Bernstein Derek T, Zhuge Wu, Blackmon Shanda H, Marco Rex A W
Department of Orthopaedic Surgery, Houston Methodist Hospital, 6550 Fannin Street, Smith Tower, Suite 2500, Houston, TX, 77030, USA.
Department of Orthopaedic Surgery, Univeristy of Texas Medical School at Houston, 6431 Fannin Street, Houston, TX, 77030, USA.
Eur Spine J. 2018 Jul;27(7):1567-1574. doi: 10.1007/s00586-017-5394-y. Epub 2017 Dec 7.
High thoracotomy allows access to the anterior cervicothoracic and upper thoracic vertebrae; however, traditional techniques transect shoulder girdle muscles, leading to postoperative shoulder dysfunction. Muscle-sparing techniques diminish this concern, but often sacrifice the quality of exposure. We describe a novel muscle-sparing, high thoracotomy approach for the treatment of ventral cervicothoracic and upper thoracic spine lesions.

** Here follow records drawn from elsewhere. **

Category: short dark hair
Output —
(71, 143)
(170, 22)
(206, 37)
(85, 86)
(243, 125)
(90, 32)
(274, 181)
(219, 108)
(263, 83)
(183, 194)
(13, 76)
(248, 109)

A novel muscle-sparing, high thoracotomy approach is described, utilizing a midline posterior incision with lateral extension from the lateral decubitus position. Five patients are presented to illustrate the application of this technique in thoracic tumors with intimate spinal involvement.
The muscle-sparing, high thoracotomy approach afforded gross total resection and spinal reconstruction in five consecutive patients, including stage IV lung carcinoma with invasion of the T5 and T6 vertebral bodies, two malignant fibrous histiocytomas causing thoracic cord compression, a metastatic T6 lesion of unknown primary with associated cord compression; and a Pancoast tumor. All patients seen at 6 months had full symmetric shoulder range of motion postoperatively.
The described muscle-sparing, high thoracotomy approach provides excellent exposure of the ventral cervicothoracic and upper thoracic spine without the morbidity associated with the transection of shoulder girdle muscle bellies. This technique is particularly useful in patients with primary malignant bone tumors requiring en bloc excision and metastatic tumors with large soft tissue components.
高位开胸术可用于显露颈胸段前部和上胸椎;然而,传统技术会横断肩胛带肌肉,导致术后肩部功能障碍。保留肌肉的技术可减少这一问题,但往往会牺牲显露质量。我们描述一种新型的保留肌肉的高位开胸术式,用于治疗颈胸段腹侧和上胸椎病变。
描述一种新型的保留肌肉的高位开胸术式,采用后正中切口并从侧卧位向外侧延伸。报告5例患者以说明该技术在伴有脊柱受累的胸部肿瘤中的应用。
保留肌肉的高位开胸术式使5例连续患者实现了肿瘤全切除和脊柱重建,包括侵犯T5和T6椎体的IV期肺癌、2例导致胸髓受压的恶性纤维组织细胞瘤、1例原发灶不明伴脊髓受压的T6转移瘤以及1例肺上沟瘤。所有术后6个月复诊的患者肩部活动度术后均完全对称。
所描述的保留肌肉的高位开胸术式可良好显露颈胸段腹侧和上胸椎,且无因横断肩胛带肌腹所致的并发症。该技术对需要整块切除的原发性恶性骨肿瘤患者以及伴有大软组织成分的转移瘤患者尤为有用。